DESCARTES (INDRE-ET-LOIRE)

Duo comique : de la ferme aux Folies Bergère, le fabuleux destin des Bodin’s

AFP

17 juillet 2012

AFP

DESCARTES (Indre-et-Loire) - Leurs spectacles affichent complet des mois à l’avance. L’un de leurs sketchs a été vu plus de 5 millions de fois sur Youtube. Loin du circuit médiatique habituel, le duo comique des "Bodin’s" suscite un engouement croissant qui dépasse désormais les frontières.


Dix-huit ans après la naissance des Bodin’s en région Centre, le bébé affiche une santé éclatante : les places s’arrachent, en province comme à l’Olympia ou au Palais des Glaces à Paris, où ils ont joué pendant quatre mois d’affilée l’an dernier. Leurs sept DVD se sont vendus à quelque 800.000 exemplaires au total, des centaines de milliers de personnes ont vu chacun de leurs spectacles ou leurs deux longs-métrages.

Leur sketch consacré à "Face de bouc" (Facebook), a été visionné plus de 5,3 millions de fois sur Youtube. Des fan-clubs se sont créés à Madagascar, en Finlande...

"On a même eu des soldats en Afghanistan qui nous ont écrit en disant que nos DVD les aidaient à tenir", s’amuse Vincent Dubois, en duo avec Jean-Christian Fraiscinet. "Depuis le sketch sur Facebook, on a même des ados qui viennent au spectacle", s’étonne ce dernier.

Après une heure de maquillage, Vincent, 48 ans, devient Maria Bodin, 87 ans, paysanne tyrannique et attachante. Jean-Christian, 47 ans, campe son fils unique Christian, la cinquantaine un peu niaise, vieux garçon qui vit avec elle.

Comme chaque été depuis huit ans, les Bodin’s s’installent en juillet dans une ferme de Descartes (Indre-et-Loire) - Vincent est originaire d’un village voisin - pour un mois de représentations devant un millier de spectateurs, à ciel ouvert et guichets fermés.

"Des anti-héros"

La recette de leur succès, largement dû au bouche à oreille : des personnages récurrents, un humour frappé au coin du "bon sens terrien", des gags efficaces, des répliques qui font mouche (un recueil est même attendu à l’automne).

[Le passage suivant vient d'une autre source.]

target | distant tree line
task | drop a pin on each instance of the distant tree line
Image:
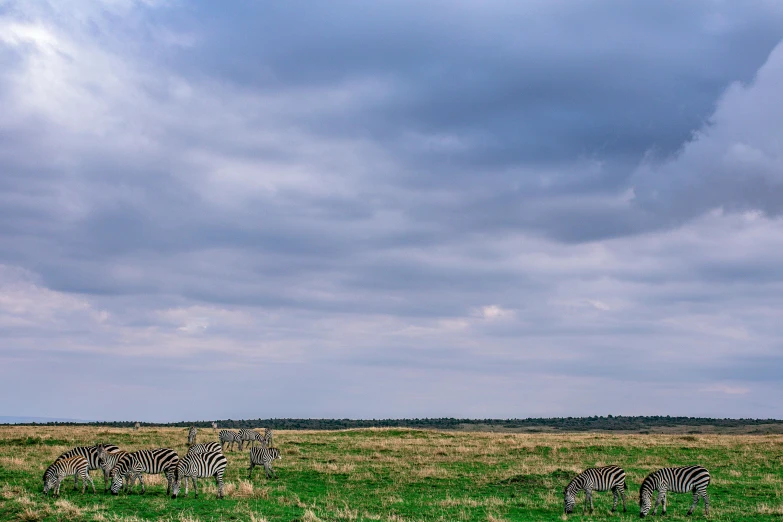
(610, 422)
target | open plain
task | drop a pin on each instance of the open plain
(399, 475)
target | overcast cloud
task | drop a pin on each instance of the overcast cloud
(390, 209)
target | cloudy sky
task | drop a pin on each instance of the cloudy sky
(391, 209)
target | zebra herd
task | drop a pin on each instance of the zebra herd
(686, 479)
(205, 460)
(123, 468)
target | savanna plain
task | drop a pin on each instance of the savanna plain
(398, 475)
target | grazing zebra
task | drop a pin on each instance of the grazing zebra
(205, 447)
(92, 454)
(109, 459)
(680, 480)
(263, 457)
(595, 479)
(75, 465)
(229, 437)
(131, 466)
(250, 436)
(199, 465)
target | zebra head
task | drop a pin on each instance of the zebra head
(569, 499)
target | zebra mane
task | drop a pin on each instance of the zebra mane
(647, 485)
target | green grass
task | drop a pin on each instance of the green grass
(399, 475)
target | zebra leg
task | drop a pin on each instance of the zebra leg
(658, 500)
(695, 502)
(219, 482)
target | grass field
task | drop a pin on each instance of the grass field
(399, 475)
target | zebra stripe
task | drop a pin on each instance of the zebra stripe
(108, 460)
(595, 479)
(205, 447)
(263, 457)
(92, 454)
(131, 466)
(199, 465)
(75, 465)
(685, 479)
(229, 437)
(251, 436)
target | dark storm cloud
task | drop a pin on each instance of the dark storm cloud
(361, 195)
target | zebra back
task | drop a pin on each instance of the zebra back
(62, 467)
(678, 480)
(262, 455)
(90, 453)
(205, 447)
(598, 479)
(200, 465)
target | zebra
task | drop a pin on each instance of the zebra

On les compare souvent aux Vamps, à la Madeleine Proust ou aux Deschiens. C’est de ces derniers qu’ils se sentent le plus proches.

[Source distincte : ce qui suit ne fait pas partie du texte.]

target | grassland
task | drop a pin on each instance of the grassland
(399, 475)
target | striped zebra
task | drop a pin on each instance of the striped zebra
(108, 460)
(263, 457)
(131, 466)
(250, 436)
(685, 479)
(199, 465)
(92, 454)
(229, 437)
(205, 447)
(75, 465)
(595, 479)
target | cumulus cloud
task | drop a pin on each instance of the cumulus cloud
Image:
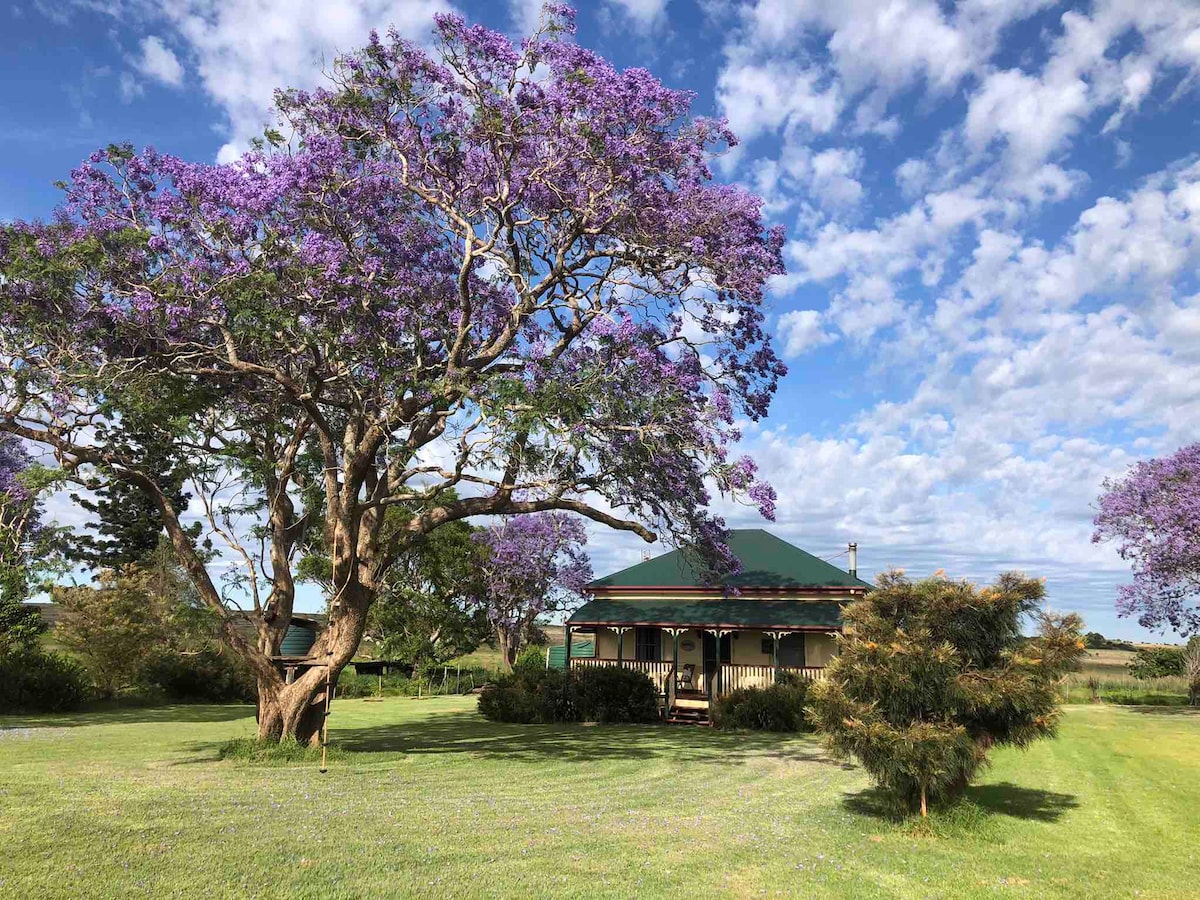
(646, 16)
(159, 63)
(802, 330)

"Les Bodin’s, c’est le bon sens des petites gens, ce sont des anti-héros", analyse Vincent.

Des dialogues qui lorgnent tantôt vers l’Almanach Vermot - "c’est au bal des pompiers qu’ton père m’a déclaré sa flamme" -, vers les brèves de comptoir - "les amis c’est comme les sous, quand on commence à plus pouvoir les compter, c’est qu’on en a de trop" - ou vers la gouaille d’un Michel Audiard - "quand les cons vont s’mettre à danser, t’auras pas froid aux pieds".

Après des années d’indifférence, les médias nationaux commencent à s’intéresser au phénomène des Bodin’s, parfois jugés un peu ringards mais suivis par un public fidèle. Le Monde leur a consacré un long article l’an dernier.

"La notoriété ne nous a jamais obsédés", reconnaît modestement Vincent. "Il nous a fallu près de 20 ans pour passer des petites salles des fêtes au Zénith. Aujourd’hui, avec l’émission The Voice, on peut devenir célèbres instantanément. Nous c’est l’anti The Voice !"

Les spectateurs, eux, en redemandent. "Un collègue de travail m’a prêté leur DVD, depuis on est accros", témoigne Claudine, venue de Caen avec son mari et ses jumeaux. "On les a vus au Palais des Glaces. Avec eux, on revient au naturel, on se vide la tête". "Naturel", "authenticité", "rigolade sans prise de tête", reviennent souvent dans la bouche des fans.

A la rentrée, les Bodin’s reprendront leur tournée avec leur spectacle "Retour au pays", qu’ils présenteront l’an prochain aux Folies Bergère, mais aussi dans toute la France, en Belgique, en Suisse, peut-être même au Canada.

Le cinéma leur fait de l’oeil, mais le théâtre garde leur préférence. Et pas question de laisser tomber Maria et Christian Bodin. "On a créé un univers bien à nous, on serait un peu bête de s’en séparer, non ’", sourit Jean-Christian.